Die Arbeit befasst sich mit den Wettbewerbsbedingungen zwischen Schiene und Luftfahrt im europäischen Personenverkehr und dem Einfluss der EU-Gesetzgebung darauf.
Was sind die zentralen Themenfelder der Analyse?
Im Mittelpunkt stehen die Marktöffnung im Eisenbahnsektor, der Vergleich der Fahrgast- bzw. Fluggastrechte und die steuerlichen Rahmenbedingungen für Treibstoffe.
Was ist das primäre Ziel der Forschungsarbeit?
Das Ziel ist es, die Rahmenbedingungen des intermodalen Wettbewerbs zu durchleuchten und Empfehlungen für eine fairere Harmonisierung in diesem Sektor zu geben.
Welche wissenschaftliche Methode wird verwendet?
Der Autor führt eine politik- und rechtswissenschaftliche Analyse anhand von EU-Weißbüchern, Richtlinienvorschlägen und bestehenden Verordnungen sowie statistischen Daten durch.
Was wird im Hauptteil der Arbeit behandelt?

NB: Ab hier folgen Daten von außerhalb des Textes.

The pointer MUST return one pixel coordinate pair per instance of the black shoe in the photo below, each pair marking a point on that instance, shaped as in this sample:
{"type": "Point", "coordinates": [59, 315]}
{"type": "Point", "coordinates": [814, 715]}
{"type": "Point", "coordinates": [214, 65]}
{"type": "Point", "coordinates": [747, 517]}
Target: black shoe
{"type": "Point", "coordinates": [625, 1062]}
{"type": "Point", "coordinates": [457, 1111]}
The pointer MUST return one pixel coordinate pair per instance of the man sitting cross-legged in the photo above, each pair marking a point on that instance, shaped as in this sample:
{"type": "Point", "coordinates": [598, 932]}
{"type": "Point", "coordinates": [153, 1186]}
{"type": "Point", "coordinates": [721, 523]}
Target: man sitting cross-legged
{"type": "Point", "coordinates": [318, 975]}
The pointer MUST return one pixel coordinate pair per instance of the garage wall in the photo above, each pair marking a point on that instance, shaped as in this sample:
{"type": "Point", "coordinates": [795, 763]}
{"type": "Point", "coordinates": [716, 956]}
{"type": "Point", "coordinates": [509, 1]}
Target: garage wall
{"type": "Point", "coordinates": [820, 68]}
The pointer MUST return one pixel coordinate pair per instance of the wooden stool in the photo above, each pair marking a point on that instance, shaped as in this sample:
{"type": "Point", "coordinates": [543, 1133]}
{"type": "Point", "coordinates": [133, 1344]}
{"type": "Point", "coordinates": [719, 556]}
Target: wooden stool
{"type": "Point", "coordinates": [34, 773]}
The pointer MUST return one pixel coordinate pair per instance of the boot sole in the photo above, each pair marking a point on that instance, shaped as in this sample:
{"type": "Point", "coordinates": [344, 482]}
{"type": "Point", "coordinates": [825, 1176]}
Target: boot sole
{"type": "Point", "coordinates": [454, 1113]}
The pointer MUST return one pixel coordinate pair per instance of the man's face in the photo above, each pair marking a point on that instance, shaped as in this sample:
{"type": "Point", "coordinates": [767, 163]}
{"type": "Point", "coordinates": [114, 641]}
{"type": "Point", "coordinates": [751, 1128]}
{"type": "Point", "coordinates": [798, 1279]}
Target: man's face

Der Hauptteil beleuchtet die Geschichte der EU-Verkehrspolitik, die Unterschiede in der Liberalisierung der beiden Verkehrsträger und die Auswirkungen von Regelungen auf den Wettbewerb.
Welche Schlüsselbegriffe charakterisieren diese Arbeit?
Wichtige Begriffe sind Marktöffnung, intermodaler Wettbewerb, Fahrgastrechte, Kerosinsteuer und das dritte Eisenbahnpaket.
Wie unterscheidet sich die Situation der Haftung bei Unfällen zwischen Schiene und Luftfahrt?
Laut Arbeit sind die Regelungen weitgehend angeglichen; in beiden Bereichen haften die Unternehmen bei Unfällen unbeschränkt für Personen- und Gepäckschäden bis zu festgelegten Höchstbeträgen.
Welche Rolle spielen Hochgeschwindigkeitsstrecken für den Wettbewerb?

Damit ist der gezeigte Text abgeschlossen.